At this time of skyrocketing demand for long-term care, the National Institute on Aging has awarded Brown University a major grant to create the first research database aimed at improving the nation's long-term care system -- and the lives of the elderly who rely on that system to eat, take medications and carry out other tasks of daily living.

Vincent Mor, chairman of the Department of Community Health at Brown and a member of the University's Center for Gerontology and Health Care Research, is principal investigator on the five-year, $10-million grant. Mor and his team will take existing federal data on Medicare reimbursement claims, patient hospitalization rates and other data and combine it with new information the team will collect on the health status of residents, reimbursement rates for long-term care services, the organization of those services, and other topics from a random sample of 2,600 nursing homes across the country. The group will also collect information on relevant policies from all 50 states.
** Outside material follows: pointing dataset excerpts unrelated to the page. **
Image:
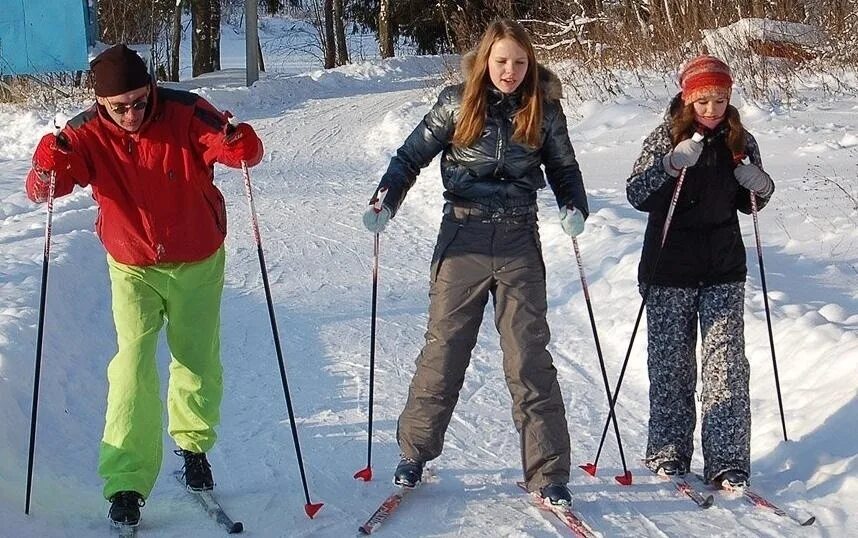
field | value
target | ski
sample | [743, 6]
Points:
[756, 499]
[385, 510]
[683, 486]
[761, 502]
[213, 508]
[563, 513]
[124, 531]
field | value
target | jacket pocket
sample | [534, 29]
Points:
[217, 207]
[446, 236]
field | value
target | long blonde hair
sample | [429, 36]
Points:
[472, 115]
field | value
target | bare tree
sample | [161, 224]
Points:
[330, 44]
[214, 32]
[175, 41]
[385, 32]
[201, 37]
[340, 33]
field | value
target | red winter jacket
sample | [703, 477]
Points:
[157, 202]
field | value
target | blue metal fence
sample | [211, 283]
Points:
[40, 36]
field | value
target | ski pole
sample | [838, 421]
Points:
[626, 478]
[309, 508]
[698, 138]
[766, 303]
[41, 331]
[365, 474]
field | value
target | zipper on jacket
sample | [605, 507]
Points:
[499, 150]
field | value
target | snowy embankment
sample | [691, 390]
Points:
[328, 136]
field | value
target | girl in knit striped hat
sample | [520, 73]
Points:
[694, 274]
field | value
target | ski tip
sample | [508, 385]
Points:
[624, 479]
[312, 508]
[364, 474]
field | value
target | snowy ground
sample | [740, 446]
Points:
[328, 137]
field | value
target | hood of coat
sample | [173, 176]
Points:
[551, 86]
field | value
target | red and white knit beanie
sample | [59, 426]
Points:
[705, 76]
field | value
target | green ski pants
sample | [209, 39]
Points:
[187, 296]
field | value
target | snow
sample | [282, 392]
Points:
[328, 137]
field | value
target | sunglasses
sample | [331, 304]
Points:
[122, 108]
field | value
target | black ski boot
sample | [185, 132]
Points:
[408, 473]
[197, 472]
[672, 468]
[556, 494]
[125, 508]
[731, 479]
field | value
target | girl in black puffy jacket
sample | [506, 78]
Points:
[496, 133]
[698, 274]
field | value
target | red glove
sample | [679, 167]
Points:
[241, 144]
[52, 154]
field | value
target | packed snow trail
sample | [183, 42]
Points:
[328, 138]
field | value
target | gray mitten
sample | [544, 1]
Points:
[685, 154]
[754, 179]
[375, 220]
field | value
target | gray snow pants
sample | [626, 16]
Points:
[476, 257]
[672, 316]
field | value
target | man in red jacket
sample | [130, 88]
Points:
[148, 155]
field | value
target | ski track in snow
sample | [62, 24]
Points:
[324, 158]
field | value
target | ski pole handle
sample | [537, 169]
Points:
[379, 198]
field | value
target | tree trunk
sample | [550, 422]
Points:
[385, 32]
[330, 44]
[175, 41]
[201, 43]
[340, 33]
[215, 34]
[259, 53]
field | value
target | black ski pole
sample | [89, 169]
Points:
[365, 474]
[697, 137]
[768, 312]
[626, 478]
[309, 508]
[41, 331]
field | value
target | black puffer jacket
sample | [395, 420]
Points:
[704, 243]
[495, 171]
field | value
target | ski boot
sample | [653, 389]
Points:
[125, 508]
[408, 473]
[196, 471]
[731, 479]
[556, 494]
[671, 468]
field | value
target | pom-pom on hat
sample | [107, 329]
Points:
[118, 70]
[705, 76]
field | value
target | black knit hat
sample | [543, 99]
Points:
[118, 70]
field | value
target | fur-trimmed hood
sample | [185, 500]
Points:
[552, 88]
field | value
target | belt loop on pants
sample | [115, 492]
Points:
[463, 213]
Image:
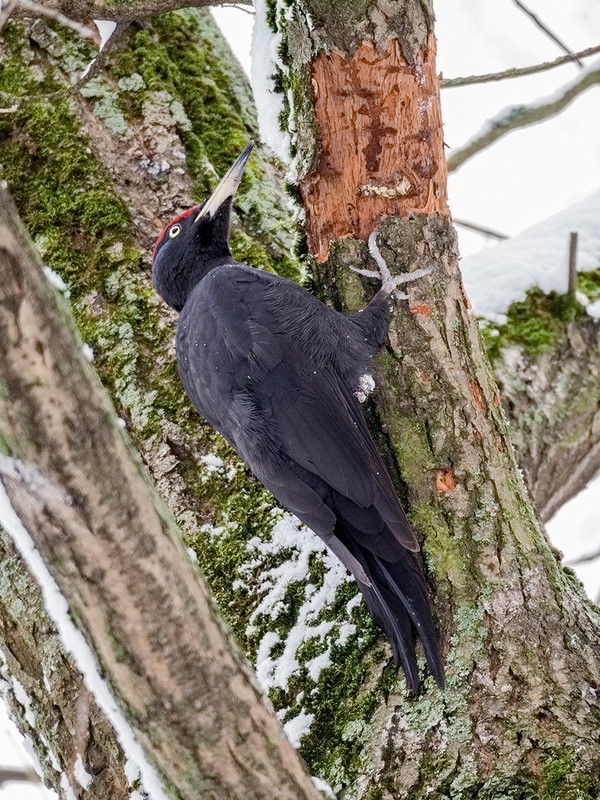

The goal: Allow researchers to trace a clear relationship among state policies, local market forces and the quality of long-term care. Policy-makers can then use the information to craft state and local guidelines that promote high-quality, cost-effective, equitable care for older Americans.

"At the end of this project, we'll have the single-most comprehensive data set on long-term care in the United States," Mor said. "This storehouse of data will be used, ultimately, to shape policies that improve the health of older Americans."

The grant will support four projects, each run by researchers in Brown's nationally recognized Center for Gerontology and Health Care Research. The projects will help researchers:

* understand how state policies and regional differences in medical treatment affect the frequency with which residents in long-term care settings are hospitalized for conditions such as hip fracture and Alzheimer's disease;

* pinpoint the effects of racial segregation on nursing home quality of care;

* identify the policy and market forces that dictate the organization of medical staff support in nursing homes; and

* track state policy changes over a 10-year period and their effect on the use of hospice and other forms of palliative care in nursing homes.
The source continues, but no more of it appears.